There were no big surprises at the Community Board 9 meeting Tuesday night as members cast an advisory vote condemning the city’s borough-based jails plan, which would place a facility in Kew Gardens.

The City Planning Commission will now review the plan and the recommendations from respective community boards in four different boroughs before deciding whether or not to certify the city’ ULURP application.

But while most of the attendees agreed that borough-based jails were not in the best interests of neighborhoods, agreement fell apart when it came to how accused criminals and those serving short sentences will be dealt with in the future.

Malka Fraenkel, a Kew Gardens resident, was baffled by activists present at the meeting who are calling for Rikers to close with no new jails to take its place.

“Some people in Rikers are there because of hardcore crime. What do you do with those people?” Fraenkel said. “Say someone has killed your child, murdered … I just want to know what you do with these people.

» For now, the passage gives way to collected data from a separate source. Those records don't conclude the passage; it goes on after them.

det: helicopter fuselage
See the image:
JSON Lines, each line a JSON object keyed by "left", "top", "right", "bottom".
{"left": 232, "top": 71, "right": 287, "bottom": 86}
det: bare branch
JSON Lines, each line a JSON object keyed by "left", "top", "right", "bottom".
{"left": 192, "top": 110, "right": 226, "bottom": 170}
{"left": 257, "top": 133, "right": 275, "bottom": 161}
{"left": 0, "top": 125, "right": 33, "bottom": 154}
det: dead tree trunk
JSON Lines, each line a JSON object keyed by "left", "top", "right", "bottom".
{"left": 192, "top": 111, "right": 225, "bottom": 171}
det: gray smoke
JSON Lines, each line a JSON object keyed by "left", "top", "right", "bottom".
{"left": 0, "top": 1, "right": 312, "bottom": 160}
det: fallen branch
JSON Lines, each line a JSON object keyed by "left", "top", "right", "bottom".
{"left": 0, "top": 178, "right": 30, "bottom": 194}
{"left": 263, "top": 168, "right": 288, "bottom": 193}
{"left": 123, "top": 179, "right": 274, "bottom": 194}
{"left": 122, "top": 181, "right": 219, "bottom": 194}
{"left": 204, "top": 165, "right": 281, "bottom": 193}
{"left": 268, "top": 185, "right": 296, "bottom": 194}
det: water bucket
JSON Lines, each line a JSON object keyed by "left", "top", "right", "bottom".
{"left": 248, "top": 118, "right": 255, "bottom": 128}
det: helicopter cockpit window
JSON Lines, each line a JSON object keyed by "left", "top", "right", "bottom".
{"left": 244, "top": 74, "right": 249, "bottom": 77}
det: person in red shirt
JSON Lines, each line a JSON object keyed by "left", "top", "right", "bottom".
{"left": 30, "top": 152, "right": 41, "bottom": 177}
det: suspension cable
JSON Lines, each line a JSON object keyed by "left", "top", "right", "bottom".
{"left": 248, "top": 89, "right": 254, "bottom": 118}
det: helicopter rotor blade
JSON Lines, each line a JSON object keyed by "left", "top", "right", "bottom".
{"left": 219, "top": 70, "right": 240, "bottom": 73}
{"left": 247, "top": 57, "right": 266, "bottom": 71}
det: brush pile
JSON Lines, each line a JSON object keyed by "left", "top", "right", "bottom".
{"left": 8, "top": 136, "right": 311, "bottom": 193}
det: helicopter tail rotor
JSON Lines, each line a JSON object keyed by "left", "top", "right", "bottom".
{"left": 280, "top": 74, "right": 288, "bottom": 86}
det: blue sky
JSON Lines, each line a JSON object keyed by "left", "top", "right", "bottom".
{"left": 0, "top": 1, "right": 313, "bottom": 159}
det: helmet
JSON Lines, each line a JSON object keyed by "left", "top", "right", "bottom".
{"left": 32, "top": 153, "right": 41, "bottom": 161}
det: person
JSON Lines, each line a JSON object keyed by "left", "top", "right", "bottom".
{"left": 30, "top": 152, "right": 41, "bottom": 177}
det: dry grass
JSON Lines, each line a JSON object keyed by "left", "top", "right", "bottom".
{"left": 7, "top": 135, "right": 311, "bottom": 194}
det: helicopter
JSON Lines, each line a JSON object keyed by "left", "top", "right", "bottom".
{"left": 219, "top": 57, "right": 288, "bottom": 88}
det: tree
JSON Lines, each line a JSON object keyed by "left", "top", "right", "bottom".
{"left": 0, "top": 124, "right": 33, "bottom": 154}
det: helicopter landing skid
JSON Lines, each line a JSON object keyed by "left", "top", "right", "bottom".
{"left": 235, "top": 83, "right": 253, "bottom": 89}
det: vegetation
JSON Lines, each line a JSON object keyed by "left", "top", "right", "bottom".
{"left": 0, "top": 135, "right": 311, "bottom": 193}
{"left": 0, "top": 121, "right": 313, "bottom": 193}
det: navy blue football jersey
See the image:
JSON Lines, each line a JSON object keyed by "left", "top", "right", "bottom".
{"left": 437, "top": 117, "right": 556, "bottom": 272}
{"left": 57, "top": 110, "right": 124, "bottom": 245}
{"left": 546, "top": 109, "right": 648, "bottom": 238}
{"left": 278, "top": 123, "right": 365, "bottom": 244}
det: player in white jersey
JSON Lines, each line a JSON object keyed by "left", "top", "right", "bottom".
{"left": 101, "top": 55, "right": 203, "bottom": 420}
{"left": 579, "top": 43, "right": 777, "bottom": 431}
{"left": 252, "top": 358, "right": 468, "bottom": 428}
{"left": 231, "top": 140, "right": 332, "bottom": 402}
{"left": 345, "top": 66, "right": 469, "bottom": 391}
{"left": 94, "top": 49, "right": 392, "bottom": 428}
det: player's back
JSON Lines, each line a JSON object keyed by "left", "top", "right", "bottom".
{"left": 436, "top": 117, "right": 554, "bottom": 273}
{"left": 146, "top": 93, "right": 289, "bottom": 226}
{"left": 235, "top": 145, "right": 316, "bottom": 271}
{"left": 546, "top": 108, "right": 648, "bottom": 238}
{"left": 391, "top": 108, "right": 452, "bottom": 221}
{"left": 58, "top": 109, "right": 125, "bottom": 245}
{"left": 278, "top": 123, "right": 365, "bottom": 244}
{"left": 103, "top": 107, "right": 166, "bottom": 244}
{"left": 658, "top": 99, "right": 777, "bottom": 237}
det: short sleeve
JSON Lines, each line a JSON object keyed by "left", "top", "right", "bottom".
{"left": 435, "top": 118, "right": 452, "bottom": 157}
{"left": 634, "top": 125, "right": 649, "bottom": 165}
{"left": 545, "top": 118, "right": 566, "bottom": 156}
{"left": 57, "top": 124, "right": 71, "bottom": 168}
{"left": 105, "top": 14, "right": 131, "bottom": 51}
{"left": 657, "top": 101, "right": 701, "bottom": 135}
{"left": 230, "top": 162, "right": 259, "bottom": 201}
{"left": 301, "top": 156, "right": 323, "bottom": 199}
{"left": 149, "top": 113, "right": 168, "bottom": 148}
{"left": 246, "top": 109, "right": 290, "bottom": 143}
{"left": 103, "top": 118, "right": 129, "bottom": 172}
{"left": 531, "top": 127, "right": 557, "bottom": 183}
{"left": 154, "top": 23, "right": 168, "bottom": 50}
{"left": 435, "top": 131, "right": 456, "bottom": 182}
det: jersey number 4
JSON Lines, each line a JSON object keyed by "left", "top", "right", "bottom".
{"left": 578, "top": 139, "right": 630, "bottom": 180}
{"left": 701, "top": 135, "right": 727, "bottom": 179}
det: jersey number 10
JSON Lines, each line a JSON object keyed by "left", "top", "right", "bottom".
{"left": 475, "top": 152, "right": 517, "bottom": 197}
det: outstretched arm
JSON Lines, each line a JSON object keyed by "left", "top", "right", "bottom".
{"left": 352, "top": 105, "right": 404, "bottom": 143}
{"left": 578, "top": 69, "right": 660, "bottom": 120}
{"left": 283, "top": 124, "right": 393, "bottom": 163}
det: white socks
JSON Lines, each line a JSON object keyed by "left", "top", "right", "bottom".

I don’t understand if they have an answer because that’s total bullsh*t.”

Will Depoo from Desis Rising Up and Moving, an immigrant rights group, said that the vision of groups most aversely effected by mass incarceration are seeking alternative facilities to jails and prisons that would address underlying motives for violent crime.

“If folks are really concerned for people who do commit harm, there are community alternatives that are transformative justice-based,” Depoo said. “Like dealing with harm without putting people in cages … There are other cities where they have survivor-informed and trauma-informed community alternatives where the survivor is in involved.”

This would still involve keeping individuals in some form of centralized confinement, but would not be a jail or institution.

Depoo believes that the funds that would be used to revamp the corrections facilities in the city should be instead be invested into programs to ease poverty in black and brown communities to prevent crime in the first place.

The Kew Gardens jail proposal is a 1.2-million-square-foot building that will include a facility to house all the women in the city in one location with a maternity ward and nursery.

It will also have over 600 parking spaces in a garage on the premises.